Problem mendasar yang juga ditemukan ketika membicangkan Yahudi
dalam berbagai aspek adalah inkonsistensi penggunaan istilah untuknya. Pada
umumnya, penggunaan terminologi Zionisme dan Israel seringkali muncul sebagai
kata ganti untuk menyebutkan Yahudi, padahal – menurut hemat penulis– untuk
melihat problem Israel-Palestina secara objektif, penggunaan ketiga istiah ini
harus dapat dibedakan. Pembedaan tersebut setidaknya dapat dirumuskan dengan
memaparkan: pertama, Israel merupakan sebuah negara yang mayoritas
masyarakatnya penganut agama Yahudi, namun bukan berarti agama lain tidak
tumbuh (diakui) di sana. John Obert Voll menyebutkan, komposisi umat Islam di
negara Israel mencapai 10% pada akhir tahun 1960-an dan mereka menerima
eksistensi muslim sebagai minoritas dengan sedikit tanda-tanda aktivisme Islam
atau penegasan keyakinan Islam di depan umum.

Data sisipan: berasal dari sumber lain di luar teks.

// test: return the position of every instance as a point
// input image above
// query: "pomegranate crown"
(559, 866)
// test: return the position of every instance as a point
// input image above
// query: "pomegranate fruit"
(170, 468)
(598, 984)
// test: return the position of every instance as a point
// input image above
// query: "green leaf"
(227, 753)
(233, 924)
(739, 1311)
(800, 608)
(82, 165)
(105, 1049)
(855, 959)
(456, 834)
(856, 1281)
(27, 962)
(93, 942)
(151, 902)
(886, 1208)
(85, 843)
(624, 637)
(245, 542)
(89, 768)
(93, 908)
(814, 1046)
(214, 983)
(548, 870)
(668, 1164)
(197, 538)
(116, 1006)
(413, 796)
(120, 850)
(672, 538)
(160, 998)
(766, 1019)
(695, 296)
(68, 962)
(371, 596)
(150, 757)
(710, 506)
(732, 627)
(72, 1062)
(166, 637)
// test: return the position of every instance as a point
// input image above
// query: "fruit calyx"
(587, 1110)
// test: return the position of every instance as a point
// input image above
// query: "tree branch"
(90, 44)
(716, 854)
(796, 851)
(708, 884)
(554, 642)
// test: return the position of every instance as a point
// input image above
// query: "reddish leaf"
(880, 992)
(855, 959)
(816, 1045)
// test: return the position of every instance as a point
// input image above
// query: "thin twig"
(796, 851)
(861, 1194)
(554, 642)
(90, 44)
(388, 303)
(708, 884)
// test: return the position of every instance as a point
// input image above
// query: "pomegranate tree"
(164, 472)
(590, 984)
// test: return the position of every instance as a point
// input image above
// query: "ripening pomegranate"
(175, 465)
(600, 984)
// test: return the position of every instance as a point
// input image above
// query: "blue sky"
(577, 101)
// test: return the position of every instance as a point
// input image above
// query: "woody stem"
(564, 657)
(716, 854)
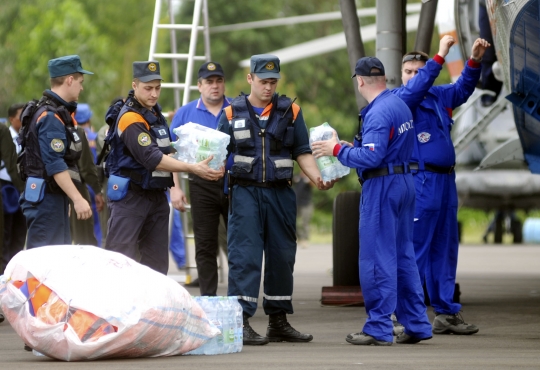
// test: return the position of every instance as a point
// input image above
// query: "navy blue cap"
(146, 71)
(211, 69)
(265, 66)
(67, 65)
(83, 113)
(365, 65)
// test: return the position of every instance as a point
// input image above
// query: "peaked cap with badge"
(67, 65)
(146, 71)
(265, 66)
(211, 69)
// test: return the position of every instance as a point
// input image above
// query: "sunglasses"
(408, 58)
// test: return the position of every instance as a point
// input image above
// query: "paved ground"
(500, 293)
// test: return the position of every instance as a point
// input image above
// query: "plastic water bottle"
(226, 314)
(196, 143)
(329, 166)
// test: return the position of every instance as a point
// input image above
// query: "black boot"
(251, 338)
(279, 330)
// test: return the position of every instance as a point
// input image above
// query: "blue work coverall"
(436, 241)
(388, 272)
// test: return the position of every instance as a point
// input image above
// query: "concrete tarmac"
(500, 288)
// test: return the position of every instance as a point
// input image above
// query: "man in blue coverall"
(436, 240)
(267, 133)
(51, 150)
(208, 201)
(388, 272)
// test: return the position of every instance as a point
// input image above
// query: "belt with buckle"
(433, 168)
(379, 172)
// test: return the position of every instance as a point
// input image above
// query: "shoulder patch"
(57, 145)
(144, 139)
(424, 137)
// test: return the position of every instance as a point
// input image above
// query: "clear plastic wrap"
(196, 143)
(86, 303)
(329, 166)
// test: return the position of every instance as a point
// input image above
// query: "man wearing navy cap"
(138, 163)
(381, 155)
(267, 133)
(208, 202)
(51, 149)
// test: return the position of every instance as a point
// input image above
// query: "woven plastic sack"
(77, 303)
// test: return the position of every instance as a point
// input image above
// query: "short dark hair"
(415, 55)
(14, 108)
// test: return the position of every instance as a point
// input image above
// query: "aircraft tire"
(345, 240)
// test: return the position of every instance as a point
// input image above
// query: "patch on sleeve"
(370, 146)
(57, 145)
(144, 139)
(424, 137)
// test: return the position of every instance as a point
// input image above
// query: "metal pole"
(206, 32)
(389, 40)
(174, 61)
(192, 49)
(425, 26)
(355, 46)
(153, 37)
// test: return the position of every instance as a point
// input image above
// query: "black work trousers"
(208, 204)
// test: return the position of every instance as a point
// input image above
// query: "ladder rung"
(179, 27)
(177, 56)
(172, 85)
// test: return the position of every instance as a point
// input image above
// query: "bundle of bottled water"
(197, 142)
(226, 314)
(329, 166)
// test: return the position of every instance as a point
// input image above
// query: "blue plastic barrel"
(531, 230)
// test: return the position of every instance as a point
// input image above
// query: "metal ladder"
(200, 8)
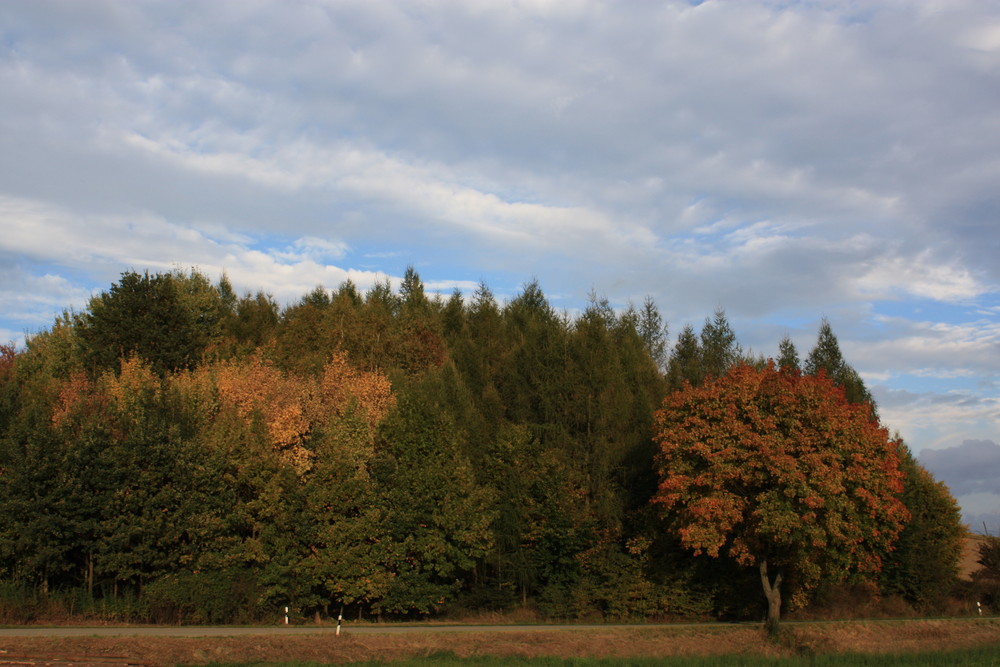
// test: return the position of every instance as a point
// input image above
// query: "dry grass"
(846, 637)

Perang Arab-Israel pada 1967
mengakibatkan pendudukan Israel atas wilayah West Bank milik Jordania dan
wilayah lain yang secara substansial berpenduduk muslim, yang kemudian
menyebabkan muslim Israel melakukan kontak dengan komunitas muslim yang lebih
luas yang dapat memberikannya perasaan identitas yang lebih besar.

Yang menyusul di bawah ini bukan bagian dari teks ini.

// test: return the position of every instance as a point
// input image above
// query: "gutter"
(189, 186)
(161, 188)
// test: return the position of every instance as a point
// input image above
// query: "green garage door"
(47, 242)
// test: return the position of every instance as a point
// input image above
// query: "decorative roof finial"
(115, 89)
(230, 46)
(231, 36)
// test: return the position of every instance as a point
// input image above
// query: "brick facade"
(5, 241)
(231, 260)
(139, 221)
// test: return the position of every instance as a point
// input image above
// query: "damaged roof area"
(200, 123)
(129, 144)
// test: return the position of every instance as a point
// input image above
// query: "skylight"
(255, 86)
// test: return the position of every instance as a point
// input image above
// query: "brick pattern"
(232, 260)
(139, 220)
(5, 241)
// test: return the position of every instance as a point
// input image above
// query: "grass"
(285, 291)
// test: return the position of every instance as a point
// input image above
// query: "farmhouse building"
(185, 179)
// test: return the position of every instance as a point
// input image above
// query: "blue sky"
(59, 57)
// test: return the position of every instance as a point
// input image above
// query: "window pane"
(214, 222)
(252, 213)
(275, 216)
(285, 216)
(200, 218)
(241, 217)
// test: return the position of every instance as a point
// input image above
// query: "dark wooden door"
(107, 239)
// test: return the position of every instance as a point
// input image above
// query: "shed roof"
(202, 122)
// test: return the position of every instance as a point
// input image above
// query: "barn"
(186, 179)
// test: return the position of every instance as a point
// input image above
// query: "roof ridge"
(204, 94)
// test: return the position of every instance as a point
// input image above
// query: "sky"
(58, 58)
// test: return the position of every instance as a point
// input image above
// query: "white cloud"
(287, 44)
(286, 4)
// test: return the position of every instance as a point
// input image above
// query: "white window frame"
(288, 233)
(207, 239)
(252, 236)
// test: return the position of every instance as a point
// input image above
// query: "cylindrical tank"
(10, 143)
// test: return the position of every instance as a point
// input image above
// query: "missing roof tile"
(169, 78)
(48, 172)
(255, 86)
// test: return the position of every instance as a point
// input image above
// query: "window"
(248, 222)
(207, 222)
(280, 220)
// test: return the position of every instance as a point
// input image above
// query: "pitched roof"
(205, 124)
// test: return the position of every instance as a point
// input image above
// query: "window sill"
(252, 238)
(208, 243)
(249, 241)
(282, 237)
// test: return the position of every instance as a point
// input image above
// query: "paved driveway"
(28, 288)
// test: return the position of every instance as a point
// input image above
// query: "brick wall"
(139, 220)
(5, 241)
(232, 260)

Kedua, identitas Yahudi memang sulit untuk dipisahkan dengan bangsa
Israel, namun terminologi ini tetap saja harus dipahami dari dimensi teologis
untuk membedakannya dengan konsep teologi lain dari tiga agama besar keturunan
Ibrahim: Yahudi, Nasrani, dan Islam. Eratnya keterkaitan antara Yahudi dengan
Israel sebagai identitas yang hampir mustahil dipisahkan setidaknya ditunjukkan
oleh Law of Return Israel: “setiap orang yang memiliki kakek moyang Yahudi
berhak untuk tinggal di Israel dan berhak mengklaim sebagai warga negara
Israel. Alih-alih, al Qur’ān sendiri memberikan sinyal tersebut dengan istilah
“bani Israel” kepada kaum nabi musa yang diidentifikasi sebagai Yahudi.

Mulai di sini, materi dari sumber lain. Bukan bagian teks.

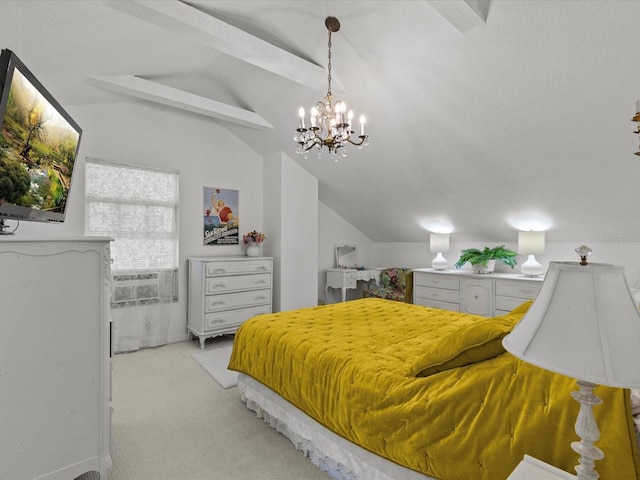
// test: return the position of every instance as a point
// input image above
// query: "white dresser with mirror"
(348, 273)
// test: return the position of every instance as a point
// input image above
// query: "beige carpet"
(215, 359)
(172, 421)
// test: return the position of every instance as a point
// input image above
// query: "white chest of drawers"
(461, 291)
(226, 291)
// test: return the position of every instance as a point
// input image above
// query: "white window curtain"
(137, 207)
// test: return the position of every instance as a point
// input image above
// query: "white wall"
(291, 217)
(205, 154)
(334, 229)
(417, 255)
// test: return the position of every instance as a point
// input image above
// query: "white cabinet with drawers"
(226, 291)
(463, 291)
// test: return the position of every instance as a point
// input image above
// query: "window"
(137, 207)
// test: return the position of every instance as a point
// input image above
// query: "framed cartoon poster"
(220, 208)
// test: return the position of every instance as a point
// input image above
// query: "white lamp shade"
(439, 242)
(531, 243)
(583, 324)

Ketiga, isme yang melekat pada kata Zionis tentulah menunjukkan
suatu faham; ajaran; cita-cita; sistem; ataupun sikap, sebagai salah satu
kelompok yang muncul dari kalangan Yahudi itu sendiri. Istilah Zionisme boleh
jadi terambil dari kata Sion yang “legitimasinya” dapat ditemukan dalam kitab
Suci Yahudi. Karen Armstrong menyebutkan, Zionisme sebagai gerakan untuk
membangun tanah air Yahudi di Palestina, merupakan respon kaum Yahudi terhadap
modernisasi yang paling imajinatif dan paling luas jangkauannya. Oleh
karenanya, Zionisme hanya dapat dipahami sebagai gerakan untuk membangun negara
Israel yang dalam faktanya menjadi gerakan paling berpengaruh, namun tetap saja
Zinonisme tidak dapat diklaim sebagai seluruh orang Yahudi. Bahkan – seperti
yang dituliskan Karen Armstong, kaum ortodoks Yahudi mengutuk gerakan zionis
dengan istilah-istilah yang paling ekstrim.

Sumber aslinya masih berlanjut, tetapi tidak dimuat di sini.